D’autres utilisent un langage beaucoup plus vague pour empêcher les discussions sur des sujets jugés sensibles par les législateurs. Ils paraissent susceptibles, au dire de PEN America, d’affecter « de manière disproportionnée » le droit à la liberté d’expression des femmes, des membres de minorités visibles et des personnes LGTBQ+ travaillant en enseignement ou en formation professionnelle.

Lois générant de l’incertitude

Selon le rapport, la plupart des projets de loi recensés s’inspirent largement d’un décret signé en septembre 2020 par l’ex-président américain Donald Trump qui avait officiellement pour objectif de « combattre les stéréotypes de race et de sexe » en matière de formation dans la fonction publique et dans l’armée.

Le texte précisait plusieurs « concepts clivants » à interdire, par exemple l’idée que « les États-Unis sont fondamentalement racistes ou sexistes » ou encore qu’un individu est responsable, en raison de « sa race ou de son sexe », des « actions passées » d’autres membres du même groupe.

Le décret, qui a suscité une vive controverse, a été bloqué partiellement par un juge fédéral à la fin de 2020 et formellement annulé par le président Joe Biden à son entrée en fonction au début de l’année.

Comme il devait aussi s’appliquer aux institutions traitant avec le gouvernement, des établissements d’enseignement comme l’Université d’Iowa ont retiré des formations sur la diversité, de crainte de voir leur budget amputé.

M. Friedman note que les lois recensées dans le rapport vont plus loin que l’initiative de l’ex-président en prenant directement pour cibles les établissements d’enseignement, tant au primaire et au secondaire qu’à l’université.

Dans bien des cas, dit-il, les mécanismes prévus pour assurer leur conformité idéologique et les sanctionner au besoin sont mal définis, laissant les administrateurs dans l’incertitude.

Bien qu’elles semblent contrevenir à des dispositions fondamentales de la Constitution américaine, M. Friedman pense qu’il ne peut être exclu que certaines des lois résistent à l’examen des tribunaux.

La question se pose notamment au primaire et au secondaire, puisque les États ont depuis longtemps « un certain pouvoir pour établir le curriculum », qui est actuellement mal balisé par la jurisprudence, relève le porte-parole.

« Droit fondamental » en danger

L’introduction de ces lois par le camp républicain survient alors que le débat sur la liberté d’expression et la liberté universitaire dans les écoles et les campus américains gagne encore en intensité.
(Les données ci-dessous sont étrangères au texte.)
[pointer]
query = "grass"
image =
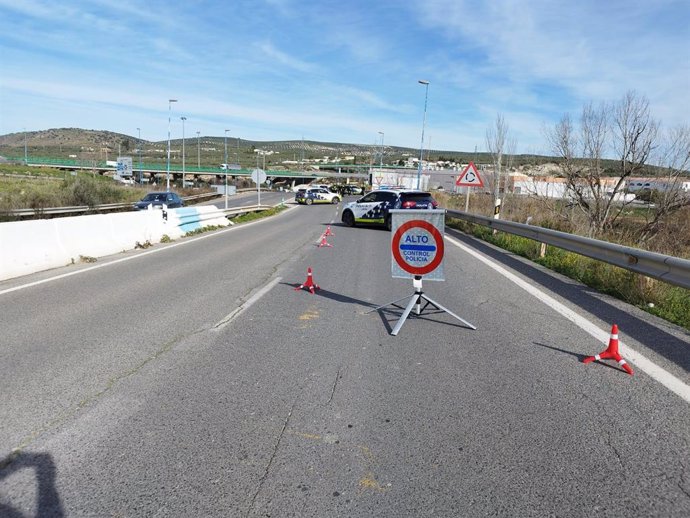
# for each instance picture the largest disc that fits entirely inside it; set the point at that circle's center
(251, 216)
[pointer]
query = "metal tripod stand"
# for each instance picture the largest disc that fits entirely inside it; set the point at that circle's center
(416, 300)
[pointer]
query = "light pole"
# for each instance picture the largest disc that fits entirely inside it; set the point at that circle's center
(167, 169)
(381, 150)
(183, 119)
(421, 146)
(141, 172)
(226, 169)
(198, 150)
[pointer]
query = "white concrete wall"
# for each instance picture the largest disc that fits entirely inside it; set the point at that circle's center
(32, 246)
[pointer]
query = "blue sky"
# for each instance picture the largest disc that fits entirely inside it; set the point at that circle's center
(340, 70)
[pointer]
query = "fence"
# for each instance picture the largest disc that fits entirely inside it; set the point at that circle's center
(673, 270)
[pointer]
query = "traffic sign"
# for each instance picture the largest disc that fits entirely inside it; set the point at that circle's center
(417, 244)
(259, 176)
(470, 177)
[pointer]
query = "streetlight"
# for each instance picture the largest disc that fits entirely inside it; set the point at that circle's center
(183, 119)
(226, 169)
(167, 170)
(381, 151)
(141, 172)
(421, 146)
(198, 150)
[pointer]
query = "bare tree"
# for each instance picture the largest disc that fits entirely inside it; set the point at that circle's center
(673, 159)
(581, 152)
(496, 139)
(625, 128)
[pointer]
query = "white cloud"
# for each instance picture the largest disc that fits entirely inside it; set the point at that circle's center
(285, 59)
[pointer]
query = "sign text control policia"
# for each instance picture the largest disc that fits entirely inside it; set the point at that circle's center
(417, 245)
(417, 252)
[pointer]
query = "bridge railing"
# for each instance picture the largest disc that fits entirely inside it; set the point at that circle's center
(672, 270)
(174, 168)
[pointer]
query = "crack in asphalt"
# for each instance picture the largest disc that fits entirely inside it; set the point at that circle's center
(263, 477)
(335, 382)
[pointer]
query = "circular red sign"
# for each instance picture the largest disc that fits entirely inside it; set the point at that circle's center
(395, 247)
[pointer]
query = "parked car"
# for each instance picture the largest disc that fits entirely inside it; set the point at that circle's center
(346, 190)
(374, 207)
(316, 195)
(158, 199)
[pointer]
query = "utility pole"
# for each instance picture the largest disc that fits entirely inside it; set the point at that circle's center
(198, 150)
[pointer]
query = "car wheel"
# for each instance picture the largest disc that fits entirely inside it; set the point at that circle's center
(348, 218)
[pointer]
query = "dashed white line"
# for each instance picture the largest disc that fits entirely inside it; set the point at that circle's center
(249, 303)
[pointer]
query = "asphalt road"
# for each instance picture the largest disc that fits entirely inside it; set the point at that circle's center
(192, 379)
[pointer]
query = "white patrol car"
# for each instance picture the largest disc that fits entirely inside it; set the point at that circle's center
(374, 207)
(316, 195)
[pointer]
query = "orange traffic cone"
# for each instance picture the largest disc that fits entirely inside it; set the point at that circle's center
(309, 283)
(611, 352)
(324, 242)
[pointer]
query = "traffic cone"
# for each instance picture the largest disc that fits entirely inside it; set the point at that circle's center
(611, 352)
(324, 242)
(309, 283)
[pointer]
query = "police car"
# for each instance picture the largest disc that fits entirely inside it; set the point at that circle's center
(316, 195)
(373, 208)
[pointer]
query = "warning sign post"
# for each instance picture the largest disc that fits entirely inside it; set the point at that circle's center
(469, 178)
(417, 250)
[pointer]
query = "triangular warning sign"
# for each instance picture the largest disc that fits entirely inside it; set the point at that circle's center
(470, 177)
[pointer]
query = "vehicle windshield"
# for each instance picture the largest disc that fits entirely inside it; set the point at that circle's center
(154, 196)
(416, 196)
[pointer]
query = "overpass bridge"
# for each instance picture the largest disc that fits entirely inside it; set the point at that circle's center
(336, 171)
La pression vient tant de groupes disant vouloir lutter contre la discrimination que de groupes opposés voulant freiner ce qu’ils décrivent comme la stigmatisation à outrance de la majorité blanche au pays.

M. Friedman note que PEN America a déjà consacré plusieurs rapports à ces tensions et tente de faire valoir aux deux camps qui s’affrontent qu’il y a « moyen d’être en désaccord ».

La liberté d’expression est un droit fondamental. On ne peut pas avoir des sociétés qui tentent de le passer au bulldozer tout en croyant que ça ne se fera pas à leur propre péril.

Jonathan Friedman, de PEN America

Le congédiement d’un enseignant survenant à cause de lois restrictives et un autre résultant de plaintes d’élèves sont tous deux « préoccupants » pour la liberté d’expression, mais le premier paraît plus dangereux, dit-il.

« Les batailles culturelles dans lesquelles des gens tentent d’en amener d’autres à se conformer à leur point de vue représentent tout de même une menace moindre que le danger associé au fait de donner à l’État le pouvoir de trancher », conclut M. Friedman.